His cuisine is playful, technically sophisticated and flavoured by his travels as well as the experiences of his multicultural colleagues. A tattie scone with truffle and caviar; spoot and kombu tart; sea bream stuffed with scallops and Morteau sausage. Buckfastics — that’s a Buckfast Tangfastic — are served on £300 crystal plates.
The chef says his two big sisters were always considered the arty ones at school, and he was the “failure”. If only his teachers could see him now.
Not that he’s satisfied. He’s hard on himself. I ask if he can remember the first dish he made that he felt proud of and he responds, lightning-quick, “I’ll tell you when I make it.”
The restaurant is open four days a week but he’s there six, sometimes seven, and admits he struggles to switch off: “My family are proud of me but for the first ten years of my career my mum would say ‘This is no life for you’. Every time she watched Wimbledon she’d be like, ‘I wish you played tennis’,” he laughs.
There was an alternate path that saw him become an actor; at school he was invited to interview at the Royal Conservatoire of Scotland. “But I just fell into the hot mess of the kitchen,” he says. “And cooking saved me, it brought out a new passion in me. I’m driven and I have new goals all the time.”
“It’s unrealistic to continue to do it forever, though. You have to tread carefully when cooking because it’s easy to lose yourself. But that’s the romance; I like to get lost in it, you know? I just don’t want to reach 60 or 65 and realise there was all this stuff I wanted to do outside of this but everyone’s gone and moved on.”
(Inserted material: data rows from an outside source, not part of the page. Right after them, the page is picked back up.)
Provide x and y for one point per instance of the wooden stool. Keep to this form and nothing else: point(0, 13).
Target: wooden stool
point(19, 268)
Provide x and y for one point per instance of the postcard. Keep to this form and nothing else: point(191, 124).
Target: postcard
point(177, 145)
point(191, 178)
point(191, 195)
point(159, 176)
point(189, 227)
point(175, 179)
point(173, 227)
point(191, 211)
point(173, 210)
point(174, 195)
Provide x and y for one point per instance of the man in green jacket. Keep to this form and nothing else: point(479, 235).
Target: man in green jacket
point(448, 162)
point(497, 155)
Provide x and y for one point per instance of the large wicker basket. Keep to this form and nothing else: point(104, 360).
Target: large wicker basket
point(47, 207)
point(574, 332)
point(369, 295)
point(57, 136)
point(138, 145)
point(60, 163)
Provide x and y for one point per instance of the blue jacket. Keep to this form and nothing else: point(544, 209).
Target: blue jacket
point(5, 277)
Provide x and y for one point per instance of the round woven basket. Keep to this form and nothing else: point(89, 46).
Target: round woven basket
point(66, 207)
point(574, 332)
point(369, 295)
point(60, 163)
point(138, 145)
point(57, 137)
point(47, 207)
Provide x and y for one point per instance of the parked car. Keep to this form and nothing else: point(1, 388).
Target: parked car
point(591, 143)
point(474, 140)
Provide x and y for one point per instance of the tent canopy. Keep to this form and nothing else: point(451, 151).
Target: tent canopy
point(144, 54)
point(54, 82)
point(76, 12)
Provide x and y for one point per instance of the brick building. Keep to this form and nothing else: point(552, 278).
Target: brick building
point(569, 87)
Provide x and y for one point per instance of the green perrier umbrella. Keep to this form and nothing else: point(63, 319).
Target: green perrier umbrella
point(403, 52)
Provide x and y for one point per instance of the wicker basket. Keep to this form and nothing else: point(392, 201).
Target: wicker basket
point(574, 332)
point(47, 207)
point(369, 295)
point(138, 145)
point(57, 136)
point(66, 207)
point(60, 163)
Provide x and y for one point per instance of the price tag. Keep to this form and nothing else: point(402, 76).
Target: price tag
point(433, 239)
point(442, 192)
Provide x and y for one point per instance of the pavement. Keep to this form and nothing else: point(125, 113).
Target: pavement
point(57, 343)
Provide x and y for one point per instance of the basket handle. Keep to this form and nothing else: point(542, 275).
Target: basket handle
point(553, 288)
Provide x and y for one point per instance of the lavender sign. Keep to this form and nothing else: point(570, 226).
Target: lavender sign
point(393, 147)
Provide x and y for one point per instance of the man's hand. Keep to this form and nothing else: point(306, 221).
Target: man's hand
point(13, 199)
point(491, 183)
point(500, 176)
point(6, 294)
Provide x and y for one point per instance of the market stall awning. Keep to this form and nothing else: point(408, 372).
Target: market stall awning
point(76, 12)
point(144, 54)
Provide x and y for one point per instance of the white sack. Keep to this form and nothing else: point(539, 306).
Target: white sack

When he’s not in the kitchen he’s at home with Madelaine, who also works at The Glenturret as its guest experience and events manager. They live by Loch Earn with their cats, Patsy (“like Patsy from Ab Fab”) and Lionel (“from ThunderCats”) and do regular couple stuff — hang out with pals, go to the theatre or out for dinner.
“I’m not one of those fussy chefs when I go out for a meal,” he says. “If I go to a Wetherspoons and the burger is hot and tasty and the pint is cold, then my expectations are met. If I go to a two-star restaurant, drop 300 quid and the food is crap then of course I’m going to be angry.”
The couple are planning a trip to Australia soon and would like to travel more. “I just want what everyone has on their bucket list: seeing the world, spending more time with my family, and more time in my back garden,” says the chef. “I don’t want to put the world to rights or run for parliament.” First, though, he’s got a marathon to finish. Something tells me he’s already winning.